Many workers are unable to work due to compromised health or a need to reside elsewhere. In response, essential businesses such as Acme grocery stores have increased the employment of part-time and newer workers.
“Acme’s doing like a mass hiring, so they’re trying to hire a bunch of people. They are trying to offset the number of people that are going home because of the pandemic because there are people that can’t work because of this. People who are of high-risk don’t come to work and they have to start hiring more people,” Davis said.
The store environment presents another significant change. Davis describes having fewer customers than usual. Shoppers also come at more distinct times.

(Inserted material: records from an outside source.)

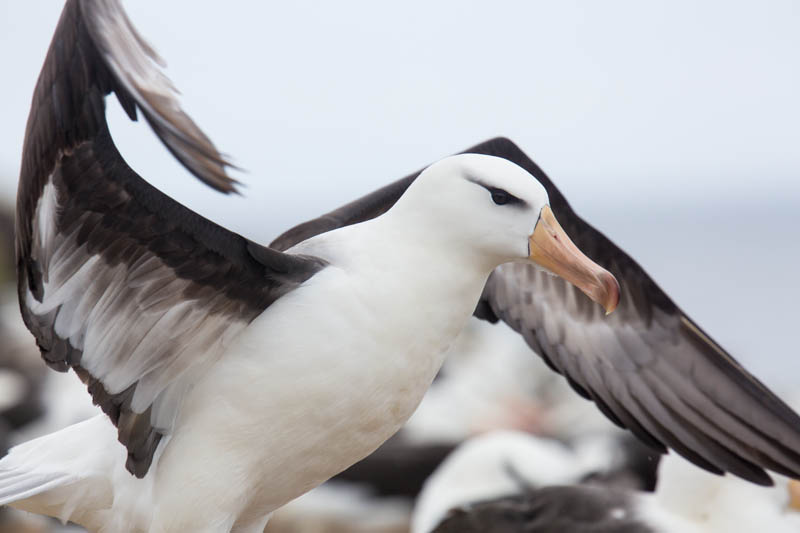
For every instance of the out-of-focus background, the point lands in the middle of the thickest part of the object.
(672, 126)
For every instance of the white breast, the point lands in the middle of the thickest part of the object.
(323, 377)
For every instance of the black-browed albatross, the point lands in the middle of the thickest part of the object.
(228, 369)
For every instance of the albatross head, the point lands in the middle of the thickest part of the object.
(497, 209)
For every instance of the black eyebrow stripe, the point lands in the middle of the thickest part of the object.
(512, 200)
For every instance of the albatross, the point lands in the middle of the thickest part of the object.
(236, 376)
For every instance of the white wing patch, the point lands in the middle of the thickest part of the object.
(132, 321)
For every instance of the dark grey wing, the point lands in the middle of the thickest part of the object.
(135, 292)
(648, 366)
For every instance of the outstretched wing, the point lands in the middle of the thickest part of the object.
(132, 290)
(648, 366)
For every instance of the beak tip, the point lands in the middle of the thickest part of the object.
(611, 301)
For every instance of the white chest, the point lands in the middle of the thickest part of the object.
(317, 382)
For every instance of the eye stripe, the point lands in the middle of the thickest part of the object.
(504, 197)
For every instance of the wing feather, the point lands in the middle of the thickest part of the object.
(135, 292)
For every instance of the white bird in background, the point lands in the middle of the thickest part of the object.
(238, 376)
(510, 481)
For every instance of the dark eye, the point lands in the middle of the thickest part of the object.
(500, 197)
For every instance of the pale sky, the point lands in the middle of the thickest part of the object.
(667, 124)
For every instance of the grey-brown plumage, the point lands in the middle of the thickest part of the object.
(117, 280)
(648, 366)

“There’s a lot of people in the mornings now trying to get like the first shipment of stuff, and you see a lot of people like coming later just to try to like beat the crowds,” Davis said.

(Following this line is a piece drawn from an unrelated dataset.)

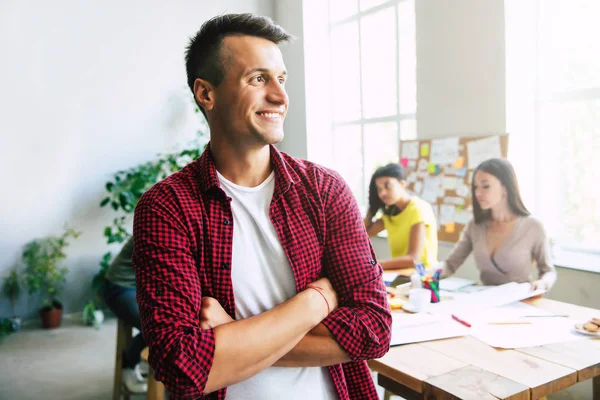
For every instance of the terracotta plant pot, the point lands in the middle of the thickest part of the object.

Despite the danger of working, Davis is protected by plexiglass surrounding the cashiers’ workspace and gloves, which Acme provides. Additionally, the store provides workers with face masks, but many workers bring their own masks.
I have to get a temperature check… anytime I come into work. Everything has to be wiped down like every hour.Trent Davis ’21
Davis said, “ [Acme] set up like plexiglass to separate us from the customers. We have to handle everything with gloves, and we have to wear face masks at all times. They give you a mask if you need one, but I just bring one from home. That’s what most people do. The meat workers and the people working with the dairy wear a face shield as well.”
Before he starts his shift, Davis is required to take some precautions.
“I have to get a temperature check… anytime I come into work. Everything has to be wiped down like every hour. So it’s definitely a lot more cautious than it usually is, but it’s not awful,” Davis said.
Customers have likewise guarded themselves.
“At Acme, you’re required to come in with the mask,” Davis continued, “Now, we have someone that stands outside of the door and checks that, but a lot of shoppers bring their own gloves to wipe down the carts.”
My parents are concerned, but my parents are doctors too so they’re going into workTrent davis ’21
As for the availability of products, Davis expressed that there has not yet been a break in the restocking cycle. However, some products are bought out moments after they are available.
He said, “We get restocks like every Sunday. Everything has been coming in, but a lot of stuff gets sold on the first day. So the hand sanitizer is usually gone by the first day. We haven’t really run that low on supplies not since like when I first started working there.”
Additionally, the prices of some items have increased.
“I know that there’s a markup on eggs, a markup on toilet paper, and a markup on the few other products, but overall it’s been pretty good,” Davis said.
Considering the circumstances, Acme is paying him two dollars more than he would regularly receive per hour as an appreciation pay. Still, Davis’s parents are worried about him getting coronavirus. His parents’ occupations as essential workers, however, mean that his reasoning for working resonates mutually.
“My parents are concerned, but my parents are doctors too so they’re going into work,” Davis said. “Obviously they are concerned about me going out and interacting with people that may have [the coronavirus] and bringing it home to them. But at the same time, they can just as easily do the same thing to me. So I think it’s an understanding relationship.”
Most rewarding to Davis is helping others and receiving customers’ appreciation.
“It’s really nice to see people come in and then thank you for working,” Davis said. “It’s surprising how much of that actually happens. It’s a lot more than I thought it was going to be. That’s nice.”